CMS estimates that 2023 home health payments would decrease in the aggregate by 4.2%, or an $810 million reduction in payments compared to 2022.
CMS released its payment projection in the 2023 proposed rule for the Home Health Prospective Payment System Rate Update on Friday, June 17, 2022.
According to CMS, this decrease reflects the effects of:
- A proposed 2.9% home health payment update percentage ($560 million increase).
- An estimated 6.9% decrease that reflects the effects of the proposed prospective, permanent behavioral assumption adjustment of -7.69% ($1.33 billion decrease).
- An estimated 0.2% decrease that reflects the effects of a proposed update to the fixed-dollar loss ratio (FDL) used in determining outlier payments ($40 million decrease).
“We are very disappointed in the CMS proposed rule issued today," said William A. Dombi, president of the National Association for Home Care & Hospice, in a statement Friday. "The stability of home health care is at risk as a consequence of CMS proposing the application a fatally flawed methodology for assessing whether the PDGM payment model led to budget neutral spending in 2020. That has been made clear to CMS in the 2021 rulemaking and in multiple discussions since. With significantly rising costs for staff, transportation, and more, home health agencies across the country cannot withstand the impact of the proposed rate cut."
Analysis has shown PDGM underpaid home health agencies, Dombi said. "We will be taking all steps to protect the home health benefit as this proposed rule advances and have fully prepared for Congressional action and more."
HHQRP reporting expanded
For the Home Health Quality Reporting Program (HHQRP), CMS also is proposing to end the suspension of non-Medicare / non-Medicaid data for patients. Agencies would be required to submit all-payer OASIS data for purposes of the HHQRP beginning with 2025 quailty reporting program year.

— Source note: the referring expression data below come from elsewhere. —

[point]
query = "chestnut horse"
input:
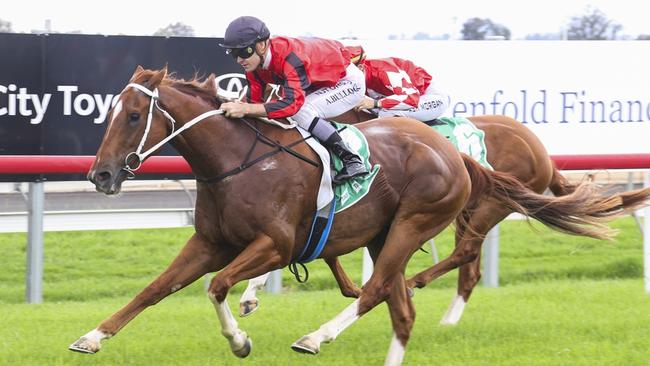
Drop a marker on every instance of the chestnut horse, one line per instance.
(256, 194)
(511, 148)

According to the rule, the total costs beginning in the 2025 program year is an estimated $267,157,680.30 based upon the collection of OASIS data on all patients, regardless of payer.
Shifting the HHVBP baseline year
With Home Health Value-Based Purchasing (HHVBP) expected to begin in 2023, CMS also announced plans to shift the baseline year from 2019 to 2022.
Next year will be the first “performance year” for the national rollout of the HHVBP model, with agencies competing for an up to 5% increase or decrease in payments based on key claims, OASIS and patient survey measures.
CMS said in the proposed rule that it was making the change on the baseline year to measure competing agencies’ performance on benchmarks and achievement thresholds that “are more current.”